Sinto que fiz a coisa certa, e por mais que eu continue subestimando a ordem natural das coisas quando digo nunca estar errado sobre aquilo que sinto, não consigo me lembrar de algum dia em que me vi errado. Os pênaltis que pressenti terem destino na trave, e que se tornaram cervejas pagas com a má vontade daquele que perde o antes já ganho, com toda a certeza não valem os sinais das amizades traídas, não valem o frio que o vento da nuvem cinza sopra antes de descansar sobre todos os meus amores de festim. Sim, também acho que saber dessas coisas não seja a melhor coisa do mundo, mas tantas foram as 5 da manhã transformadas em última lembrança antes de um sono de mentira, que já não me importo tanto em ser egoísta, em cultivar cá dentro o que lá já florescera alguns telefonemas atrás.
Deus sabe, Deus sabe que eu fiz a coisa certa.
Merecia mesmo ser recompensado pela insistência.
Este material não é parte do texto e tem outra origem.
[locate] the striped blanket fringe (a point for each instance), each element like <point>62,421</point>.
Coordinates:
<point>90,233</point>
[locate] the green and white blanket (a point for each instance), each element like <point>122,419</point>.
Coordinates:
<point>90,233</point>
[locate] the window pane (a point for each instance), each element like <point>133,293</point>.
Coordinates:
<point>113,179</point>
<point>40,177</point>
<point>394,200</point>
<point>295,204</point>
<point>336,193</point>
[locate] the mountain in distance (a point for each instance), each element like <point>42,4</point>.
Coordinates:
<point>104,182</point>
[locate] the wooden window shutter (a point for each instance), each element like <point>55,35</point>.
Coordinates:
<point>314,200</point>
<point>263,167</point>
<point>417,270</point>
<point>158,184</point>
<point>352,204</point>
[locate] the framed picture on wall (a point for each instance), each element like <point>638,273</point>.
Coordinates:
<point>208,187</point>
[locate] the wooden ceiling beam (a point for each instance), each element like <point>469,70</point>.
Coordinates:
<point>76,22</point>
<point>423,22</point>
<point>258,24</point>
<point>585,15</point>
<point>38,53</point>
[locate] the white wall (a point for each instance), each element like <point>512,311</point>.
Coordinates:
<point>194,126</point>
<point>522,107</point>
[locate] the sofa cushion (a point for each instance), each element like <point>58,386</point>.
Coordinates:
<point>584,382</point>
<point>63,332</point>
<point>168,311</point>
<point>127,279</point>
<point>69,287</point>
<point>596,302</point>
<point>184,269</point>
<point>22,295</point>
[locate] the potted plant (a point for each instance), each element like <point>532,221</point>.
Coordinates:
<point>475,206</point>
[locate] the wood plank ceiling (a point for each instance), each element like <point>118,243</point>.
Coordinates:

Do alto daqueles pés de veias saltadas, tudo que ela fazia era fingir não estar à meia valsa de mim, e com a mesma piedade que acabava com meus trocados nos semáforos, me dava não mais que meios olhares divididos em pequenas metades de sua parte já não mais inteira. Queria mesmo que soubesse que tudo que faço é por ela, que quero dizer as coisas que a muito já dormiram aqui dentro só pra ela saber que eu não sei o que houve, que não aceito o fato de não ter dado certo a única coisa certa na minha vida.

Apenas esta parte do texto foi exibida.